Oil giant Saudi Arabia 'attempted to block' UN climate change report

Oil giant Saudi Arabia 'attempted to block' UN climate change report

Oil giant Saudi Arabia held up adoption of a report on global warming and its devastating impact on ocean's and the earth's frozen zones.
3 min read
24 September, 2019
Saudi Arabia held up the adoption of a report on climate change [Getty]

A major report detailing the dire impact of global warming on oceans and the earth's frozen zones was approved by the UN's 195-nation climate science body Tuesday, after an all-night standoff with Saudi Arabia over its wording.  

"Gavelled!
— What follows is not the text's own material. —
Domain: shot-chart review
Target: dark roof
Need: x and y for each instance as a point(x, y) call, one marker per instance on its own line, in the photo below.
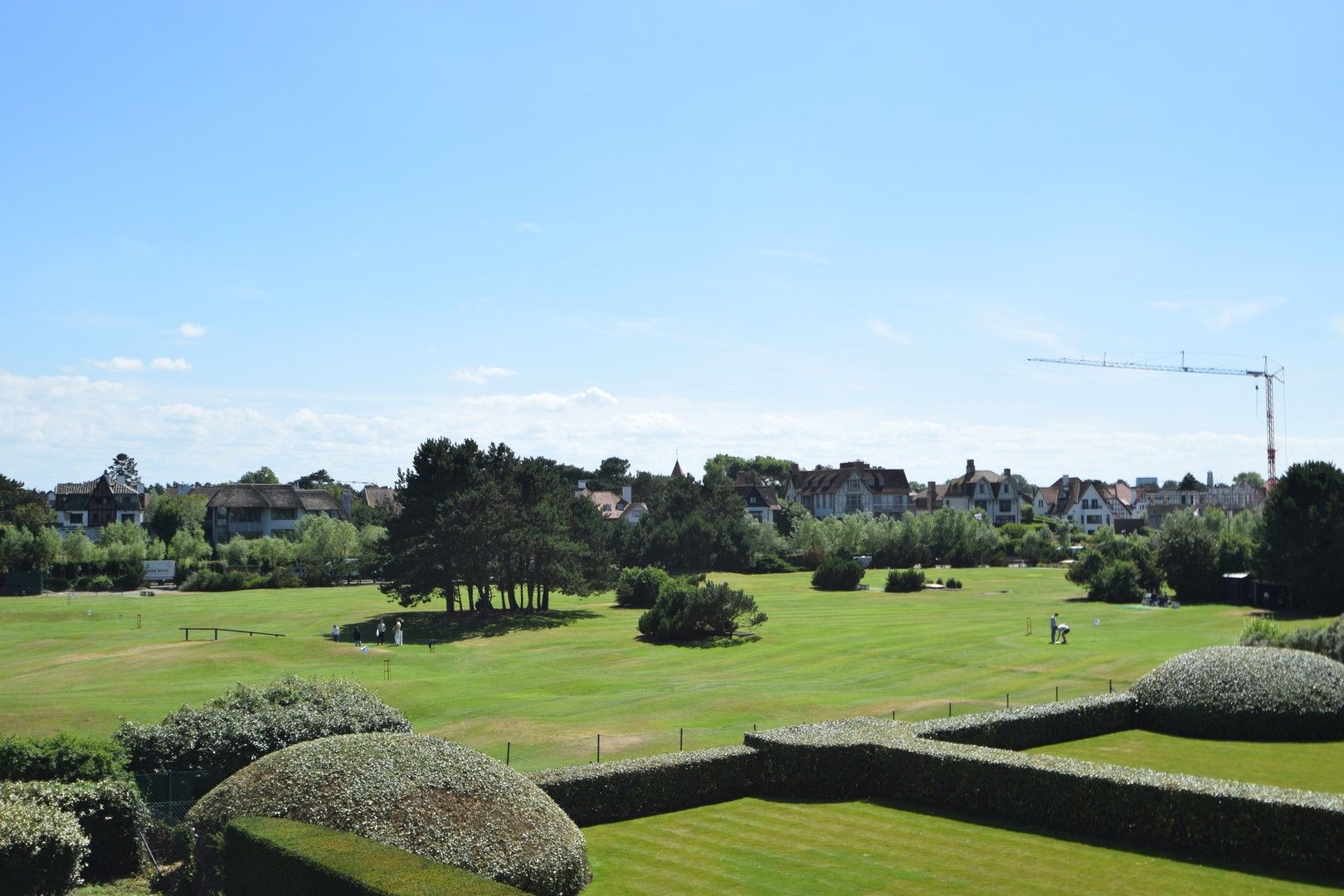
point(830, 481)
The IPCC Special Report on the #Ocean and #Cryosphere is approved!", Jean-Pierre Gattuso, a French scientist and one of the report many authors, tweeted at the end of the five-day talks.

The Intergovernmental Panel for Climate Change (IPCC) said it will unveil an executive summary on Wednesday. 

Saudi Arabia, the world's biggest producer of oil, held-up the adoption of the Summary for Policy Makers - 30-odd pages, vetted line-by-line - by challenging another landmark UN assessment that highlights the need to slash carbon emissions caused by burning fossil fuels, multiple sources told AFP.

At issue is what might have been a routine reference to the October 2018 IPCC report on the feasibility of capping global warming at 1.5 degrees Celsius.

That assessment detailed the stark consequences for humanity of piercing that threshold, and the need to rapidly draw down the use of fossil fuels.

Saudi Arabia, the world's largest oil exporter, has consistently raised similar objections to IPCC reports in the past.   

"It really seems like Saudi Arabia only came to this meeting to block any language on 1.5C," a participant in the Monaco meeting told AFP.

Global warming and pollution caused by humanity's carbon-heavy footprint are ravaging the earth's oceans and icy regions in ways that could unleash misery on a global scale, the IPCC report is set to conclude.

Observed and projected impacts include vanishing glaciers and expanding marine heatwaves, irreversible rises in sea-levels that could eventually displace hundreds of millions of people, according to a draft seen by AFP.

Under the IPCC's consensus rules, all countries must sign-off on the language of the executive summary, which is designed to provide leaders with objective, science-based information.

The draft phrasing seen by AFP to which the Saudis objected - "This assessment reinforces findings in IPCC Special Report on 1.5 C" - was removed. 

The 2015 Paris Agreement calls for capping global warming at "well below" 2 C, and 1.5 C if possible.

In-depth: Why Turkish academic Ibrahim Ozdemir is pushing for an Islamic approach to environmentalism

Meanwhile, environment activist Greta Thunberg and 15 others filed a complaint to the UN on Monday against five countries, saying they are not doing enough to tackle climate change.

Sixteen-year-old Thunberg accuses Germany, France, Brazil, Argentina and Turkey of failing to uphold their obligations under the Convention on the Rights of the Child, signed 30-years-ago.

Thunberg is in New York as world powers meet for the UN General Assembly Meeting, due to take place on Tuesday.